= National Virtual Observatory =

The US National Virtual Observatory'-NVO- (nowadays VAO - Virtual Astronomical Observatory) was conceived to allow scientists to access data from multiple astronomical observatories, including ground and space-based facilities, through a single portal. Originally, the National Science Foundation (NSF) funded the information technology research that created the basic NVO infrastructure through a multi-organization collaborative effort. The NVO was more than a “digital library”; it was a vibrant, growing online research facility akin to a bricks-and-mortar observatory for professional astronomers.

As of October 1, 2014, funding ceased for the National Virtual Observatory (NVO) and all code and digital assets of the project were made publicly available at the VAO Closeout Repository.

==Concept==
The NVO was conceived to allow scientists to grapple with the enormous growth in astronomical data resulting from significant advances in telescope, detector, and computer technologies. These advances have resulted in a plethora of images, other data, and catalogs.

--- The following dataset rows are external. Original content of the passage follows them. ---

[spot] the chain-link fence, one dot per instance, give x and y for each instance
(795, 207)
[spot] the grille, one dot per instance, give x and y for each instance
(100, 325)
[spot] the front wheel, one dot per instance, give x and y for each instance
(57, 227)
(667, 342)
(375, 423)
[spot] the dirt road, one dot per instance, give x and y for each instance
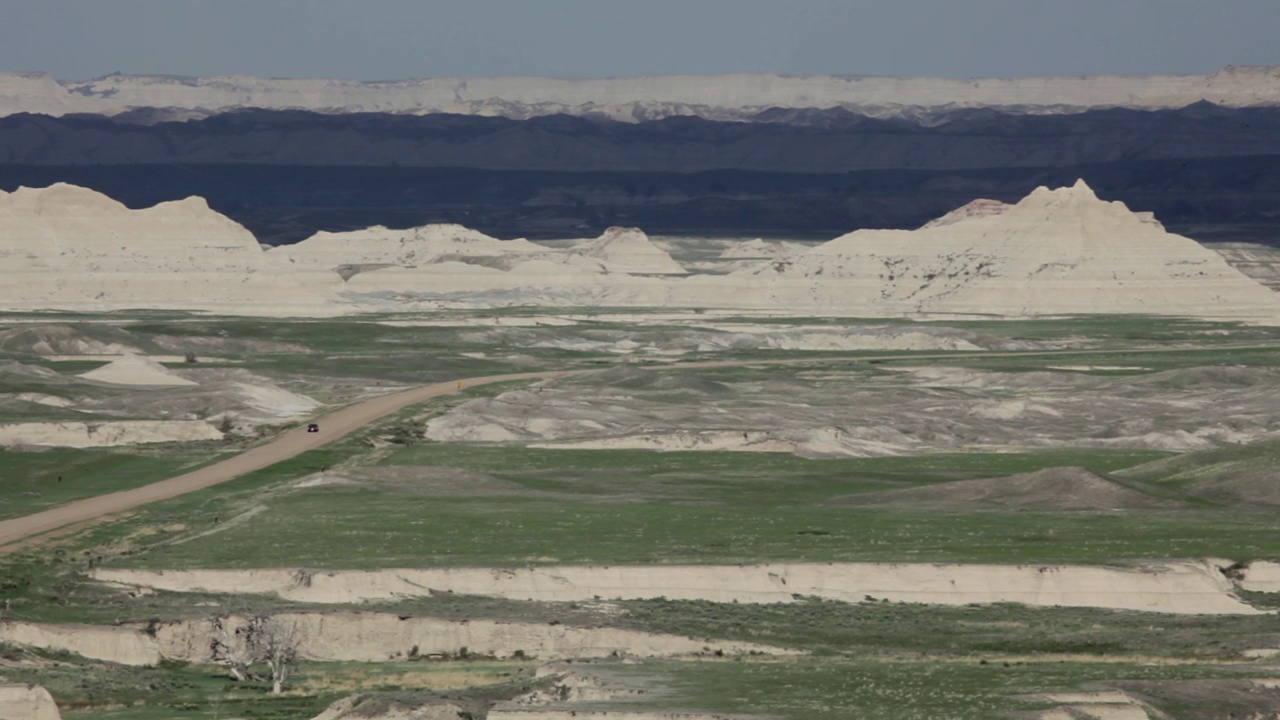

In August 2001, the NSF allocated funding for a proposal entitled "Framework for the National Virtual Observatory". The grant was approved under its Information Technology Research program (since superseded). NVO funding supported collaboration to produce a distributed computing framework for an integrated cyber infrastructure for astronomers providing seamless access to these astronomical resources.

The manifestation of this infrastructure was an operational “virtual observatory” available to scientists and to the public. Investigators acquired existing astronomical data from a variety of observatory archives through “virtual instruments”, that is, computer interfaces, tools, and services. The NVO was planned and implemented in synergy with the research community, the primary users of the system. In 2007, the operational stage of the NVO began with combined funding from NSF and NASA and programmatically executed through NSF. Scientists originally accessed the NVO through the NVO website.

==Data==
Data in the NVO Closeout Repository are available from a variety of observatories and wavelengths, including NSF's National Optical Astronomy Observatory (NOAO), National Radio Astronomy Observatory (NRAO), the Sloan Digital Sky Survey (SDSS), and the 2 Micron All Sky Survey (2MASS). Also found in the NVO are NASA's rich data collections including data from the Hubble Space Telescope, the Chandra X-ray Observatory, the Spitzer Space Telescope, and other space-based missions. The NVO Closeout Repository provides access to a variety of additional data from nearly every astronomical research facility, observatory, and telescope across the globe.

==Collaboration==
The NVO development project was distributed across many institutions and includes teams at the Johns Hopkins University, California Institute of Technology, Space Telescope Science Institute, NOAO, Infrared Processing and Analysis Center, San Diego Supercomputer Center, and the Associated Universities, Inc. Affiliate organizations with participating teams include Goddard Space Flight Center, Carnegie Mellon University, University of Pittsburgh, National Center for Supercomputing Applications, Smithsonian Astrophysical Observatory, University of Southern California, Fermilab, United States Naval Observatory, the University of Wisconsin–Madison, and National Radio Astronomy Observatory. The NVO, a US effort, had affiliates throughout the international astronomical community including IVOA, AstroGrid (UK), Euro-VO, the Japanese VO, the Australian VO, VO India and ten other national programs.

==Public Access ==
Along with its objective to serve the scientific community by enabling research through distributed data sources and services, the NVO served the public through educational and outreach resources on the Virtual Observatory website. The modest NVO Education and Public Outreach (EPO) effort was coordinated from Space Telescope Science Institute. The NVO provided technical support for the development of educational modules integrated into partner programs. NVO EPO coordinated activities with the international communities as well.